Rice & Beetroot burgers
One of the best vegetarian burgers I've ever made: easy, nutritious and extremely delicious. Made with rice, beetroot, carrot and lots of love.
- 1 cup cooked brown rice
- 1/2 cup sesame seeds
- 1 carrot
- 1 beetroot
- olive oil
- 1 onion
- 2 garlic cloves
- salt, black pepper
- 1 cup oats
- fresh herbs (cilantro, parsley, basil…)
Cook the rice with plenty of water. Make more so you have some rice leftovers to use another day, if you want.
Grate the carrot and beetroot. Set aside.
Lightly toast the sesame seeds in a pan at low heat (no need to add oil).
Finely chop the onion and garlic. Set a pan to medium heat and drizzle some olive oil, sauté the onion for 2-3 mins, then add the garlic. Stir well and cook for another 2 mins. Add the carrot and beetroot, mix well and sauté for another 2 mins.
Turn off the heat and add the rice, sesame seeds, salt and pepper to the pan. Mix well.
Use a food processor to blend the oats into a flour consistency. Place in a large bowl.
Now ad all the ingredients that were in the pan to the food processor and blend until you have a creamy but chunky consistency. Add it to the bowl where the oats are.
Add the fresh herbs, chopped. Mix well and press the burger dough down to make it quite compact. Place the bowl in the fridge for at least 15 mins, this will make shaping the burgers easier.
Shape the burgers with your hands (you can make them wet with a little water first, this helps). Set a pan to medium heat with some olive oil, sauté on both sides until its golden brown onboth sides.
- Cooked burgers: in the fridge for up to 3 days.
- Uncooked burgers: you can freeze in a tray or freezer bag for up to 3 months. Unfreeze and sauté or bake them in the oven.
This is one of those winner recipes.
This November I planned to visit friends at Casa Cuadrau, up in the Pyrenees, for a week. As we drove there with the windows down, it already felt so good to breath in the fresh mountain air. We had just left the Catalan Pyrenees when we got a call from the same friends we were about to visit: they were calling to say that Aragón (the region we were driving into) had issued a new restriction: no leaving or entering the region for 15 days. Oh well, I guess we are “stuck” here for one more week.

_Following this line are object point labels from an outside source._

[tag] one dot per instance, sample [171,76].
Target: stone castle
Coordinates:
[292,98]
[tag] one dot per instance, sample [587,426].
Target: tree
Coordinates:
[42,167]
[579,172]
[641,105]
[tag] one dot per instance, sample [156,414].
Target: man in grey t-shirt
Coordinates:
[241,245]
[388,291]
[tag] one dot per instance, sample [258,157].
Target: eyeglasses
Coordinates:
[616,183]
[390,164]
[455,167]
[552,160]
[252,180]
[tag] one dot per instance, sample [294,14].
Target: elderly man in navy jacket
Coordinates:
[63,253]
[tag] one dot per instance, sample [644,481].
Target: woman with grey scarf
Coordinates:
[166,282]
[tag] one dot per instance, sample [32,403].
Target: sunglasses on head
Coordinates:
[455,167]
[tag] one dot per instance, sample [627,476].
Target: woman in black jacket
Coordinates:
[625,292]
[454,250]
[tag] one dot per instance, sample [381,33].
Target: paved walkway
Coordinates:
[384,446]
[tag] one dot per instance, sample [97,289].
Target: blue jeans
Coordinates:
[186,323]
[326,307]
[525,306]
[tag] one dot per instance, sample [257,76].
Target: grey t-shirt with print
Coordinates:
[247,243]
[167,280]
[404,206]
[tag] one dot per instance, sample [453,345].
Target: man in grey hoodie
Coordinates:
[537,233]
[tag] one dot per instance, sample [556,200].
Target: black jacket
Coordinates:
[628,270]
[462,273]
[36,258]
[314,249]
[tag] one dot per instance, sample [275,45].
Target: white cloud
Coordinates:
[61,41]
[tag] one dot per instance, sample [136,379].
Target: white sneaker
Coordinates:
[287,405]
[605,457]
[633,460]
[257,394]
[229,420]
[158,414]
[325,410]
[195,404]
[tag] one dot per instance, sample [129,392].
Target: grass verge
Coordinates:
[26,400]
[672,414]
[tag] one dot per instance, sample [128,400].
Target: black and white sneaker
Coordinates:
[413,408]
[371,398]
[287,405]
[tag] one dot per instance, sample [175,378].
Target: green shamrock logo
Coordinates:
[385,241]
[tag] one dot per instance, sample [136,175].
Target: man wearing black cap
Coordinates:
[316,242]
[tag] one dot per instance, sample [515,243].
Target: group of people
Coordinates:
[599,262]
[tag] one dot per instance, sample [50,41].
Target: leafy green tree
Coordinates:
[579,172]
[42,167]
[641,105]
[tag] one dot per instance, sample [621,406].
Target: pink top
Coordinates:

How many times can you say that and not care or worry about having to be anywhere else? I was truly grateful for this freedom of time, freedom to spend more moments in this amazing place with this beautiful people I was about to see.
The days there were filled with sun, green, tea, good food and smiles. The Valley of Vió is tiny, but it has managed to attracts some of the biggest hearts I’ve ever met.
You have Judit, Jorge and Moskis, who run Casa Marina, the coziest and most welcoming B&B, located in Buerba village. Then you have Casa Petricor, just at the entrance of Vió village, and the three beautiful hosts: Gemma, Maria José and Loyola – they are equally kind, adventurous and funny. Jesús and Dorita are the oldest and most tenured habitants of the village – orange, pink and yellow flowers grow outside their house, just across from their rich living vegetable garden. And if you keep walking down the Calle Única (only street) you will find yourself standing in front of Casa Cuadrau. This is where Katya, Dani and Uma live (and Sarita now too!) – this is also the place I called home last year. And if we’re honest, I still do. With time, I notice more and more how it becomes harder to call one place “home”. Every person I meet, bond with and come to love, somehow becomes a home.
Home is where the heart is. I always loved this saying, and I only started to really understand what it means the last few years, as I noticed how the people I connected with, in some wonderful and inexplicable way, have become walking living homes. They are a refuge, a safe place, a space where I can simply… be.
I truly enjoyed the time I spent there. We all love eating, food takes a new meaning, and it becomes not only a source of goodness for our bellies, but of happiness for our souls too.
These beautiful burgers were one of the recipes we enjoyed during our time there. As I was browsing Elka Mocker‘s Ama Come Vive Brilla book, I stumbled upon these beauties and realised that… we had all the ingredients! The next day, we made them. We loved them. And therefore I’m sharing the recipe with you.
If you try making them at home, I’d love to hear what you thought – if you made any changes, who you enjoyed them with or if your soul shined a little brighter after eating them!